Focus on Eibor is a distraction

11 September 2009

Reducing the cost of borrowing has become a major policy challenge; The central bank is treating the symptoms rather than the cause

The Emirates interbank offered rate (Eibor) is the odd one out in the Middle East. Despite the government pumping billions of dollars into the banking sector, Eibor has remained stubbornly high compared with the interbank rates in neighbouring countries, such as Saudi Arabia.

Reducing the cost of borrowing has become a major policy challenge for the Central Bank of the UAE, as high interbank rates depress the mortgage market and put additional pressure on indebted consumers and corporates. But the UAE’s latest moves to address the problem, by changing the makeup of the panel of banks used to calculate Eibor, is unlikely to have the desired effect.

Banks in the UAE are not used to tight liquidity. They have been awash with foreign capital flowing into the country over the past few years to bet on a revaluation of the dirham. When it became clear revaluation would not happen, this ‘hot’ money quickly left. Coupled with the effects of the financial crisis, this meant Eibor rose to about 4.8 per cent in late 2008. Although other Gulf states witnessed a huge increase in interbank rates in late 2008, they have managed to bring rates down to less than 1 per cent since then. In the UAE, the rate remains at more than 2 per cent.

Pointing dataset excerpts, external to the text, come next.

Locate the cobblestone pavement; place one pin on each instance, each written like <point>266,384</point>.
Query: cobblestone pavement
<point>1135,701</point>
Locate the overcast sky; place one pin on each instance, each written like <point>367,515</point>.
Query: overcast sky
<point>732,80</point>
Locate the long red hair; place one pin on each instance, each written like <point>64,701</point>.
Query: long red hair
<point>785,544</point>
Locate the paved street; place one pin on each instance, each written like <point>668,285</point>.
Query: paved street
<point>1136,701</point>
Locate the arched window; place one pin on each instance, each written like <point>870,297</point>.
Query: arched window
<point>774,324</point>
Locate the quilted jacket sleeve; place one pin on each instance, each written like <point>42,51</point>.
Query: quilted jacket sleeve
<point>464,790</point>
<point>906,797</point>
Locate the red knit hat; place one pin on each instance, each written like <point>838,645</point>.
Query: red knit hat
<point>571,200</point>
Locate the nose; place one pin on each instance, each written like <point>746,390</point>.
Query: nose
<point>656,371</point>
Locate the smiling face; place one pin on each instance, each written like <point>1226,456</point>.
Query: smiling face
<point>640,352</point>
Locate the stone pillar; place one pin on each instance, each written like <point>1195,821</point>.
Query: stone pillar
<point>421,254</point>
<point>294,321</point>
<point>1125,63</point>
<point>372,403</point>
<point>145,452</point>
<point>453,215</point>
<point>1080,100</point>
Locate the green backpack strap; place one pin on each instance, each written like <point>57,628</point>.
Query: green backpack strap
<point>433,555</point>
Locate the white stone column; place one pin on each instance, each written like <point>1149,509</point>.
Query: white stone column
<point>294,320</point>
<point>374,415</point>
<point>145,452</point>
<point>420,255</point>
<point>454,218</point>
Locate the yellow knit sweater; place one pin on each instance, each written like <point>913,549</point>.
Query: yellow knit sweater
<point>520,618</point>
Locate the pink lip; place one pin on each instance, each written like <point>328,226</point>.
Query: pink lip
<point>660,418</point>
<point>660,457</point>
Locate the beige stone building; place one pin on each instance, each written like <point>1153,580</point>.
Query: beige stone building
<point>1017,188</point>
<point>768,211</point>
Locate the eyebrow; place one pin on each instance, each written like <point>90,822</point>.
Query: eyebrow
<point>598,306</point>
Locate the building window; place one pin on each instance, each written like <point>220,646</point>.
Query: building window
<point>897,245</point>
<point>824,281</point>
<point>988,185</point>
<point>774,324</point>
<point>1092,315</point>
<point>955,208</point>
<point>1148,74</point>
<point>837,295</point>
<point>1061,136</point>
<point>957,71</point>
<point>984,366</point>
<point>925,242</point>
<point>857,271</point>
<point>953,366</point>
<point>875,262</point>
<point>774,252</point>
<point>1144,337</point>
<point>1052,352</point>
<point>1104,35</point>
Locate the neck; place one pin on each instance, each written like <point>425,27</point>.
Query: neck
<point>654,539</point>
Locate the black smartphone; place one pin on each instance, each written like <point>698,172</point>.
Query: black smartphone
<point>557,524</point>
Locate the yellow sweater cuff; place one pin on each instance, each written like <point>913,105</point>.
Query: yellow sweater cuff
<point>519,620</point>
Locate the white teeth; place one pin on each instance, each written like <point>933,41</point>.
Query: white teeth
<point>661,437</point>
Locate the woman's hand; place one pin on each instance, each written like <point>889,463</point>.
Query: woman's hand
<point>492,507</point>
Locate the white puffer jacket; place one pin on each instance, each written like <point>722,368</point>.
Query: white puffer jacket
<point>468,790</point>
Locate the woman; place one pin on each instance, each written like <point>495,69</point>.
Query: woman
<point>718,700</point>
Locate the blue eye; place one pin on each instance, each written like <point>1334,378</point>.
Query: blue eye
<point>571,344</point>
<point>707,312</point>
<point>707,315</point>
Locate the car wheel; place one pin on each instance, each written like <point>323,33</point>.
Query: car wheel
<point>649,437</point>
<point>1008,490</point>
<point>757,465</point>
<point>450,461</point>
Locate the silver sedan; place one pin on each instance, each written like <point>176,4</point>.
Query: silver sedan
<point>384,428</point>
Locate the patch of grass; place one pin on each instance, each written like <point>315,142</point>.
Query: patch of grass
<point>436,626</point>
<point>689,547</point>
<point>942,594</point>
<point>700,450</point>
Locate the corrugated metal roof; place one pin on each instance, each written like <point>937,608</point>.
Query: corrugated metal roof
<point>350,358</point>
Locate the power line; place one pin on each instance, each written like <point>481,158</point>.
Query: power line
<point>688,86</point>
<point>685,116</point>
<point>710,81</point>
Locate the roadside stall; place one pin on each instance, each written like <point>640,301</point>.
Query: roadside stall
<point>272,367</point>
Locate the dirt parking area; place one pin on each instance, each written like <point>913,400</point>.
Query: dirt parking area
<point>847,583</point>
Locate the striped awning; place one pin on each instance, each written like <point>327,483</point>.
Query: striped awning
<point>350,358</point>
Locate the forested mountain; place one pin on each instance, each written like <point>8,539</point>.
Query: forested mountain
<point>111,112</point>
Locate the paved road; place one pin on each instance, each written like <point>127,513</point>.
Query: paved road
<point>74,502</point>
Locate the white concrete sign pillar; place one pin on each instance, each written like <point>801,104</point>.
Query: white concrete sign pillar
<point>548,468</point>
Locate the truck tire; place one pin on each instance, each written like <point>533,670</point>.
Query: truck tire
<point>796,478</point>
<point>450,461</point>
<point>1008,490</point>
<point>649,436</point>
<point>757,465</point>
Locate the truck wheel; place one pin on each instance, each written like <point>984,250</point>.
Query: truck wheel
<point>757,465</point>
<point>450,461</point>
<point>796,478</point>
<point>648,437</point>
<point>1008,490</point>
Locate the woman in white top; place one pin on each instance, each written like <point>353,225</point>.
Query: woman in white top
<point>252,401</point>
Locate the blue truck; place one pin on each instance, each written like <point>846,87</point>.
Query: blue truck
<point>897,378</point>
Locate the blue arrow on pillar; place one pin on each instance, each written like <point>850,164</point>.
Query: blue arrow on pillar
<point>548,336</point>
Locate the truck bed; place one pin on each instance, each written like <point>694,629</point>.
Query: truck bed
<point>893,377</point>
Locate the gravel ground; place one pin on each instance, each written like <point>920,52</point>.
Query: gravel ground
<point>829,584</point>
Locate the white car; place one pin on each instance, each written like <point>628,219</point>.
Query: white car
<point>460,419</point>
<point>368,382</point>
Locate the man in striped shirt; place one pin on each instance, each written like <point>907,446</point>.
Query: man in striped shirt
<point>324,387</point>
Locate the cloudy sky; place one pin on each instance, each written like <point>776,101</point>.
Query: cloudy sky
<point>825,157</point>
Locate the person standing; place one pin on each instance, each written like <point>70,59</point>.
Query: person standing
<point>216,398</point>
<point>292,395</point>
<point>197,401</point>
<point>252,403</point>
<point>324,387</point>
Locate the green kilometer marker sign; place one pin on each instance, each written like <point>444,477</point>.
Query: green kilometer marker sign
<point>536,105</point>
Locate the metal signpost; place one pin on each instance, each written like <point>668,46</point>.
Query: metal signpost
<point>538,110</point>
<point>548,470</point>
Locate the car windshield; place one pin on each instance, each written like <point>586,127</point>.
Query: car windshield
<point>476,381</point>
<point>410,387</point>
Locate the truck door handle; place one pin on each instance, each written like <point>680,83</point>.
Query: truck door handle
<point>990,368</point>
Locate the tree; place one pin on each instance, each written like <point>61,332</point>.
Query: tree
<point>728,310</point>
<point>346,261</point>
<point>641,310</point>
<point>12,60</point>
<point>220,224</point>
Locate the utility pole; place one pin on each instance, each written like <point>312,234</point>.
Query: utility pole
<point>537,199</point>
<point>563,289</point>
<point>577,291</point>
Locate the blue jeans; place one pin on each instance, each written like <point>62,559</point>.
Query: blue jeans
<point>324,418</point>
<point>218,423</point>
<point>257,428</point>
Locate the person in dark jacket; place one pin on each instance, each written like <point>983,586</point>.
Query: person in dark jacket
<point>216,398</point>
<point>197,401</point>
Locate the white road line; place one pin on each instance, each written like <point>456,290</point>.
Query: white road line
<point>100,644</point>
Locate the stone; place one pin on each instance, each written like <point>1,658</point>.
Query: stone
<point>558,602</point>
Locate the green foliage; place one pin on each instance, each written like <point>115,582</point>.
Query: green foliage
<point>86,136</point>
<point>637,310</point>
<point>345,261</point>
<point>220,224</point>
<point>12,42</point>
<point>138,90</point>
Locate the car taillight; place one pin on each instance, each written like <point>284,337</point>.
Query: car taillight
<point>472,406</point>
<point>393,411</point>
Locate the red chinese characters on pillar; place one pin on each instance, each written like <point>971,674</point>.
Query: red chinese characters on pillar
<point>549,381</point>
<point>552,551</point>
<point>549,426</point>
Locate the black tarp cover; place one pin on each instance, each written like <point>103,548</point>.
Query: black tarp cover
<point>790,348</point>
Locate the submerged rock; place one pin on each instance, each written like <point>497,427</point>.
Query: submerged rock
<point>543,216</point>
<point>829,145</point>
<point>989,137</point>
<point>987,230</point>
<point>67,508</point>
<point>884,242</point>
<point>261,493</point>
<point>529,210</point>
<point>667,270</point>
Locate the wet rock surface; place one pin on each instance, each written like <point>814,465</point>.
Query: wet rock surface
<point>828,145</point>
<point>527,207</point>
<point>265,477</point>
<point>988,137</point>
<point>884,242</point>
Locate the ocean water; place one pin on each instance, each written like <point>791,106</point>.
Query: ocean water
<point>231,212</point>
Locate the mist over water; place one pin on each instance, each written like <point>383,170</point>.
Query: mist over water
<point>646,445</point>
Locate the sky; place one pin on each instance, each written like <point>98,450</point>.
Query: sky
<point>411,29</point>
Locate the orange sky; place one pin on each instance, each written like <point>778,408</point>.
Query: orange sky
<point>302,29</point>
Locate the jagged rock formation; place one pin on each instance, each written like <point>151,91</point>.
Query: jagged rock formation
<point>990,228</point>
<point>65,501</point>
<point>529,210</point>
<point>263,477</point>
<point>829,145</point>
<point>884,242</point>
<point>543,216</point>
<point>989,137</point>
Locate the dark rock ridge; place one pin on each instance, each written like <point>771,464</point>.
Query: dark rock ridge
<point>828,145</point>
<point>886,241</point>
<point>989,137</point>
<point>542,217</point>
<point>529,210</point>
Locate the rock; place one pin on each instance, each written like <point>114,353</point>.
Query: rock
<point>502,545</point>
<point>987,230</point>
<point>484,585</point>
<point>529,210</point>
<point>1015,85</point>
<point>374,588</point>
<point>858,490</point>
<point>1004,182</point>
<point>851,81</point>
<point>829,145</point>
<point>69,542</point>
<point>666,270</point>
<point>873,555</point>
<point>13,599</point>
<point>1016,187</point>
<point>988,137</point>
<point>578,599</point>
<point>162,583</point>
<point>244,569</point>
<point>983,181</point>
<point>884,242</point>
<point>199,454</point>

While Eibor has fallen from its peak as banks attracted more deposits to lower their overstretched loan to deposit ratios, it is only falling slowly, and is still expected to be relatively high at the end of the year.

Bankers acknowledge that the current Eibor rate is probably too high, but it is a reflection of the difficult banking market in the UAE compared with the rest of the Gulf, where the liquidity crisis has largely passed.

In trying to change the way Eibor is calculated, the central bank is trying to treat the symptoms of the crisis rather than the cause. Other measures, such as lowering the cost of borrowing directly from the central bank, are the real solution.